Not too long ago I wrote about “cruisers”. You know – those people who are just content with where they are at, and have no desire to change or improve anything? Well, that’s not what we should be aiming for as young lawyers. In reality, it’s the antithesis of what we should be aiming for.
As before, the principles I’m discussing today are distilled from David Maister’s book “True Professionalism” which I thoroughly recommend you take a look at.
Dynamos are Headed Somewhere in their Career
Dynamos are people who are in the middle of their legal career, not at the end. They are working towards fulfilling a plan, and always know where they are going. They are not “stuck” or “content” with their current position, seeing it more as a stepping stone to the next place.

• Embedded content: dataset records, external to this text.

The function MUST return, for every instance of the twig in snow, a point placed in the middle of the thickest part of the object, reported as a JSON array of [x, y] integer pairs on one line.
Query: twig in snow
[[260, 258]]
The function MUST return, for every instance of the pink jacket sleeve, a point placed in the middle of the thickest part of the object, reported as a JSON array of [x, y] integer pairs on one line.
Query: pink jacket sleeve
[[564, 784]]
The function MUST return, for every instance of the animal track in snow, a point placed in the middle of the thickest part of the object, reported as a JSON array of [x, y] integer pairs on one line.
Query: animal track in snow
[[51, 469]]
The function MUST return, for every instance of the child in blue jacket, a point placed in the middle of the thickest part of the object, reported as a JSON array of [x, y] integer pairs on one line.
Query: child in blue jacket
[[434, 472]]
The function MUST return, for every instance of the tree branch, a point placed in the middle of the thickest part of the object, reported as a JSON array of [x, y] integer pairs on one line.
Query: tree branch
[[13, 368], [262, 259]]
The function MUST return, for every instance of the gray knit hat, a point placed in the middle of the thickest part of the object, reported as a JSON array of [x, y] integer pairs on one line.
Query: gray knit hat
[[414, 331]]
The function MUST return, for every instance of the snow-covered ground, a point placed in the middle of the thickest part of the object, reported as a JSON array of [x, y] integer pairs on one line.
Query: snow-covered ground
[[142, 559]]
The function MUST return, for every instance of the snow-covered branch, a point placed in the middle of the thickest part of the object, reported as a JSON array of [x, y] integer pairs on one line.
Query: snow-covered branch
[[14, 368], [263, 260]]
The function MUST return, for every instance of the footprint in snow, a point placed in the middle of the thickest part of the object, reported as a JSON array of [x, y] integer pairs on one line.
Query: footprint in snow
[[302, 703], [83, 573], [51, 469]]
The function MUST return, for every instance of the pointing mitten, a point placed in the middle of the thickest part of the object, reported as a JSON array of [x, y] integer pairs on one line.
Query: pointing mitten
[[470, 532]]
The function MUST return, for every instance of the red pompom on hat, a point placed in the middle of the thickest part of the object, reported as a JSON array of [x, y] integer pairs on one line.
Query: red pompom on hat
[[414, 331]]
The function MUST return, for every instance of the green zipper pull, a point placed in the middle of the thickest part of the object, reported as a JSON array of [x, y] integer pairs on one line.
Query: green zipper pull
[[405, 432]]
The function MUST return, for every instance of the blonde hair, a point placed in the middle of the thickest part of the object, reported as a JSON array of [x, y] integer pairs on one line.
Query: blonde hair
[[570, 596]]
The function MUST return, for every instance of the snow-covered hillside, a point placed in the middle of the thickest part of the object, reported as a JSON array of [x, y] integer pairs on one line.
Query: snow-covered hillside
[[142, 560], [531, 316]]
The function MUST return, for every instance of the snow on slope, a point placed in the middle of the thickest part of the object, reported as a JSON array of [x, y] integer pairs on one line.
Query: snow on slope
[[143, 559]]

Dynamos are Constantly Learning
Dynamos are always working to learn something new, and continually add to their skills and knowledge.
They understand that if they don’t keep up a habit of constant improvement they will fall behind in the blink of an eye.
Dynamos are Always Improving
Along with learning, but not identical to it, is improvement. Dynamos are constantly looking to improve their current skills.
How is this different from learning? Well, a cruiser might have the necessary knowledge to do something, but simply choose not to implement it.
A dynamo on the other hand will always be looking for opportunities to ensure that they are doing better at something today than they were yesterday. This takes not just the acquisition of new knowledge and skill, but also the strategy needed to develop new habits and implement them into life.
Dynamos Take On Challenges
Most lawyers don’t have too much of a problem with this, but some people shy away from taking responsibility. Dynamos, however, want that responsibility, they want the challenge, they enjoy the tough projects – because all of these things are an opportunity to learn, improve and grow.
Dynamos are the people who put their hand up for the jobs that need to be done, but others are afraid of.
So What are You?
Are you a dynamo? Don’t just say yes for that nice feeling of self-delusion that accompanies such statements.
What evidence is there that you are a dynamo in your legal career? Do you meet these criteria, or have some others which demonstrate your constant endeavours towards active career development and self-improvement?